Figure 14-2. Non-EMS Interface Architecture Example


When a problem occurs in the network, the SNMP monitoring application receives messages from the MSPP network and raises the appropriate alarms. Many of the fault-management software today allow complex logic to be programmed within it, to eliminate some of the manual troubleshooting.

Note

A person's logic and years of experience and knowledge can be useful in solving a particular problem.


This fault-management software is useful in MSPP networks when the underlying technology is SONET or DWDM and the end-to-end service is Ethernet and storage networking. In this scenario, the SONET expert might not be the same person as the Ethernet expert, so multiple organizations must work together.

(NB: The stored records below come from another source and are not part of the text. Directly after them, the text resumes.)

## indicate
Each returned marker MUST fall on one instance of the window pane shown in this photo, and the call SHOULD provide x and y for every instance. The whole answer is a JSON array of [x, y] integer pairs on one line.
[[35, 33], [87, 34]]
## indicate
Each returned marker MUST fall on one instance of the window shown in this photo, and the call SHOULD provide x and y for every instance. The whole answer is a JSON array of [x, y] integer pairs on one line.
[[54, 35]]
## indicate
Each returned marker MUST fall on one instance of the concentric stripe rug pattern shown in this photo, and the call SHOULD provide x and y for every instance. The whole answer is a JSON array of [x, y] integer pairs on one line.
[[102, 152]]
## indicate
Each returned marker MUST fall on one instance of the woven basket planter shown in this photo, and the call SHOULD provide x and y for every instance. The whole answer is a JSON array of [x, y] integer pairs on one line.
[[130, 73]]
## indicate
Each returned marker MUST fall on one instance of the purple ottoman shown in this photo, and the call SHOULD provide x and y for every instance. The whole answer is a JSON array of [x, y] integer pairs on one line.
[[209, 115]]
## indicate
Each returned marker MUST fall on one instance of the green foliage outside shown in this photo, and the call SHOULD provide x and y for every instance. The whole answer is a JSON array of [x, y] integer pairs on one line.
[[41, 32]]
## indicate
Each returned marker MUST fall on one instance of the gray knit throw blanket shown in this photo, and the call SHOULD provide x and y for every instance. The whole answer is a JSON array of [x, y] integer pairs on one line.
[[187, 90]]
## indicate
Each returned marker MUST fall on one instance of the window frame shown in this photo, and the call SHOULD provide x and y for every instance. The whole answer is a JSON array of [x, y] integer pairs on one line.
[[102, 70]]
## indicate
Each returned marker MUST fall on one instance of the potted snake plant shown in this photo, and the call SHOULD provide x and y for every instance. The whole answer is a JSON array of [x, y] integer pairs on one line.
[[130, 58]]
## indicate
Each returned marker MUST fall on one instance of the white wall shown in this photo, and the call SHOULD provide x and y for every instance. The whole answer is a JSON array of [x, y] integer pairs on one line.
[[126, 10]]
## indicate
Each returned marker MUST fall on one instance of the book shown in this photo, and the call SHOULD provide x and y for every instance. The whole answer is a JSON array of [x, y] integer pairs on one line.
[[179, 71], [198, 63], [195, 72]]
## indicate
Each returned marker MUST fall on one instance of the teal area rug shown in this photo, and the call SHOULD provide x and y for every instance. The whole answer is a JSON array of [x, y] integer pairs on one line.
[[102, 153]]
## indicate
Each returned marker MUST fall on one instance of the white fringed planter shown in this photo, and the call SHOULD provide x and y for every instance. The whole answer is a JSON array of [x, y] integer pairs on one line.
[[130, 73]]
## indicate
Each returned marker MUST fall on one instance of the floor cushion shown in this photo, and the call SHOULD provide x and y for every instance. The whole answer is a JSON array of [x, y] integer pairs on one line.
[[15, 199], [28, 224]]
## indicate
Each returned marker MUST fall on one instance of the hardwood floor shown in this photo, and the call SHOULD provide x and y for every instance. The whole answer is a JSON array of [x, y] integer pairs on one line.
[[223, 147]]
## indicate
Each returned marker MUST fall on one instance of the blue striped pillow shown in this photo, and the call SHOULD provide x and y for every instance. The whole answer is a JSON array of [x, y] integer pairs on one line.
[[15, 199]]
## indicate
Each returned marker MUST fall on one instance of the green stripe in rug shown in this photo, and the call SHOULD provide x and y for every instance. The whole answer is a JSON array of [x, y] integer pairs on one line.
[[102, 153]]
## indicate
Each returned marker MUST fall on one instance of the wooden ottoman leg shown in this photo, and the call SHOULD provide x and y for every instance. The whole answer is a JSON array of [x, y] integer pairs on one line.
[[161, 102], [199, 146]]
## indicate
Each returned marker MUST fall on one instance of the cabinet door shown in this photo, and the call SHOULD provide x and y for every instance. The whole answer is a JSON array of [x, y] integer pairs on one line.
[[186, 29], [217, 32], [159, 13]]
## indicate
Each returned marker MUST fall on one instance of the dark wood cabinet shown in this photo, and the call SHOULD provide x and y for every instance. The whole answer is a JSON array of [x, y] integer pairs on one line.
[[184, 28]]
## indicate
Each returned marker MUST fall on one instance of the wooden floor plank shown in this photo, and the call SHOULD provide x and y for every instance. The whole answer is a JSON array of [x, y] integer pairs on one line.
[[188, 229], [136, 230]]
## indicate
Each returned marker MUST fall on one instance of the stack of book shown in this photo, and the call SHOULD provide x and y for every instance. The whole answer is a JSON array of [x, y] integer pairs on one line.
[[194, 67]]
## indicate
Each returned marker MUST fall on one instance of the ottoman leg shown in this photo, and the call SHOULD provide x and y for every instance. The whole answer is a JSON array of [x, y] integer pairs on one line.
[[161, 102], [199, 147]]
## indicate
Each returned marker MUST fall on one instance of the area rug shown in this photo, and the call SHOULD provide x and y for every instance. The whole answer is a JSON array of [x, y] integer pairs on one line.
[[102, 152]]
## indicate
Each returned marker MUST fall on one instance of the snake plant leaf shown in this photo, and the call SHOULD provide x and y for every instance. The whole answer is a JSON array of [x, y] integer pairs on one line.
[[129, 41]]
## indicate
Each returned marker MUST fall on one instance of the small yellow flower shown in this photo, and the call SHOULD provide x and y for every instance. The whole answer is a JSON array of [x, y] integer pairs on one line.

A collection engine, also known as a probe, is software that can periodically poll devices for statistics and receive SNMP traps when faults occur. However, when a fault occurs, the service provider has no idea which customers are impacted. Fault-management software can help resolve this problem and also automate the fault-resolution process by doing the following:

  • Detecting the problem by receiving the traps and correlating the traps from each endpoint into one alarm for the connectivity problem

  • Localizing and diagnosing the problem in general

  • Reconfiguring the MSPP if it is misconfigured

  • Confirming that service has been re-established

Using SNMP MIBs for Fault Management

You can use different management protocols for fault management in a MSPP network. The Cisco 15454 uses two management protocols: SNMP and TL1. Certain service providers, such as incumbent local exchange carriers (ILECs), traditionally use TL1 to monitor networks; large corporate networks and Internet service providers (ISPs) traditionally use SNMP to monitor networks. SNMP has been applied to telecom interfaces such as DS1, DS3, and SONET interfaces. In other words, SNMP MIBs have been developed for these telecom interfaces to allow fault-management and performance-management systems to monitor them.

What Is an SNMP MIB?

An SNMP MIB defines the management information that is collected and stored on communications equipment, such as an MSPP. The SNMP MIB contains a list of parameters, commonly referred to as objects, that defines what information can be collected. Standard MIBs have been written by the standards Internet Engineering Task Force (IETF). Equipment vendors also write their own proprietary MIBs for their equipment to fill in the gaps of additional information that is not contained as part of standard MIBs. These proprietary MIBs are necessary to completely monitor an end-to-end service such as Ethernet traffic on a MSPP ring.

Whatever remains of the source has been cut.